If you’re thinking about selling online to score “money for nothing”, you have a choice of the mass market websites such as eBay and Gumtree or the local swap and sell sites such as Facebook Marketplace. Each has its pros and cons, but all require you to commit time to the following tasks:
- Research the realistic price
- Take photographs and write a detailed description of the item
- List the product
- Respond to enquiries from potential buyers
- Facilitate the transaction and organise postage or pick-up.
Garage sales, and second-hand markets let you sell a big volume of stuff quickly, but they require organisation and shoppers expect to pick things up for a bargain.
For large items and antiques, second hand dealers and auction rooms can offer quick and efficient sales, but you need to understand what is currently in demand. Many of our clients who invested in expensive antiques in the 1980’s have been left devastated when their quality furniture has been passed over in favour of industrial chic pieces.

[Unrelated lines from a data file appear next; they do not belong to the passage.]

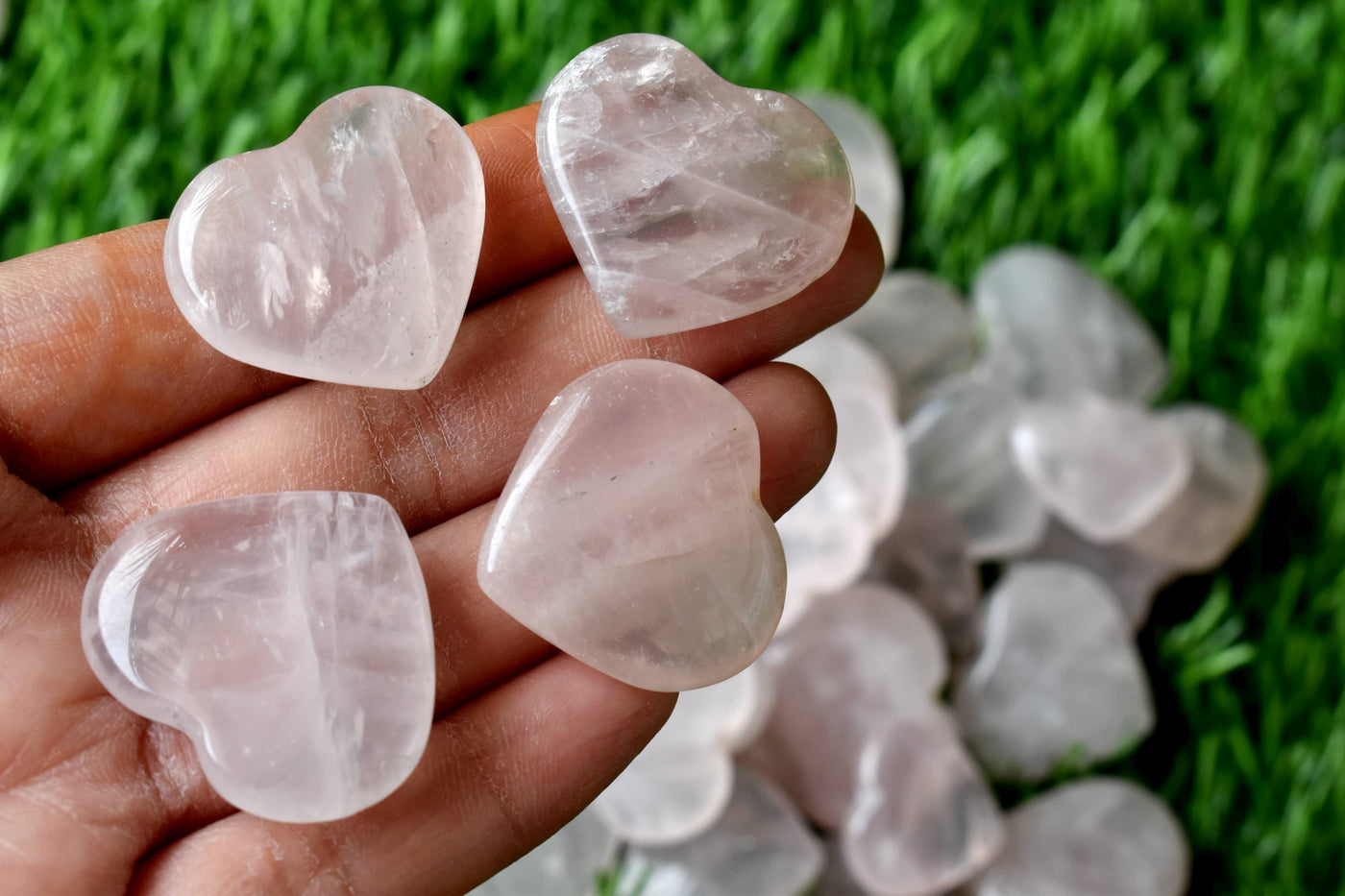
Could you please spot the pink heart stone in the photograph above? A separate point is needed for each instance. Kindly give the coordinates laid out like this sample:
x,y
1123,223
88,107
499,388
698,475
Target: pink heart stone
x,y
345,254
689,201
631,532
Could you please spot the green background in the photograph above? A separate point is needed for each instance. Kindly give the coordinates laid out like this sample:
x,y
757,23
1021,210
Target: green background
x,y
1192,154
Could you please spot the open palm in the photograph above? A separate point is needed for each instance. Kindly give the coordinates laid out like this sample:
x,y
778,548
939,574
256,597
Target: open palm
x,y
111,409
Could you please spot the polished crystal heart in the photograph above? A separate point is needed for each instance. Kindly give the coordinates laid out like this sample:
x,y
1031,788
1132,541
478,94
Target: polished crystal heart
x,y
288,635
1059,680
1096,835
631,532
688,201
345,254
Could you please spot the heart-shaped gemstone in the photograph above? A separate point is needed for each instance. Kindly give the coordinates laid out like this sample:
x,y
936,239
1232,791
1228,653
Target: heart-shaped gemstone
x,y
631,532
689,201
288,635
345,254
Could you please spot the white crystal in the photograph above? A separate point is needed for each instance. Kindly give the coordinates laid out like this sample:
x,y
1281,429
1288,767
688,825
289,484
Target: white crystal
x,y
1105,467
631,532
1055,328
959,455
1092,837
873,164
688,201
1058,680
925,557
288,635
923,819
921,328
1207,520
345,254
854,662
567,864
1132,576
679,784
759,848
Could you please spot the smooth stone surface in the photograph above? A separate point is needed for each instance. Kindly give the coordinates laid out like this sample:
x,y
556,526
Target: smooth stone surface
x,y
923,329
854,662
1132,576
925,557
760,846
1106,469
1055,328
1092,837
1059,680
567,864
631,532
873,164
679,784
688,201
1216,509
345,254
288,635
923,819
959,455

What you do depends on two things:
- What you’ve got and the condition it’s in.
- How much time you are willing to commit to the sales process.
So, here is Angela’s answer to our reader…
Giving lots to charity is a great thing. My personal philosophy is that the stuff is better off out of the house than sitting around waiting to be sold. The selling process can be a giant stumbling block. Many times, the hours put into making a sale does not reflect in the price achieved. Recently I helped a client with rooms full of stuffed animals to sell at handful of them at auction. She received the sum of $180, but had spent years procrastinating, and then at least 5 hours in getting them ready for auction. And there were still hundreds of toys left to deal with. She came to the decision to donate them all to a worthy charity. Within days of making that decision, she was able to use her rooms again.
If you are keen to get some cash for your unwanted goods, then make the job of selling them a priority. Otherwise, that stuff that you think is “money for nothing” will continue to be clutter!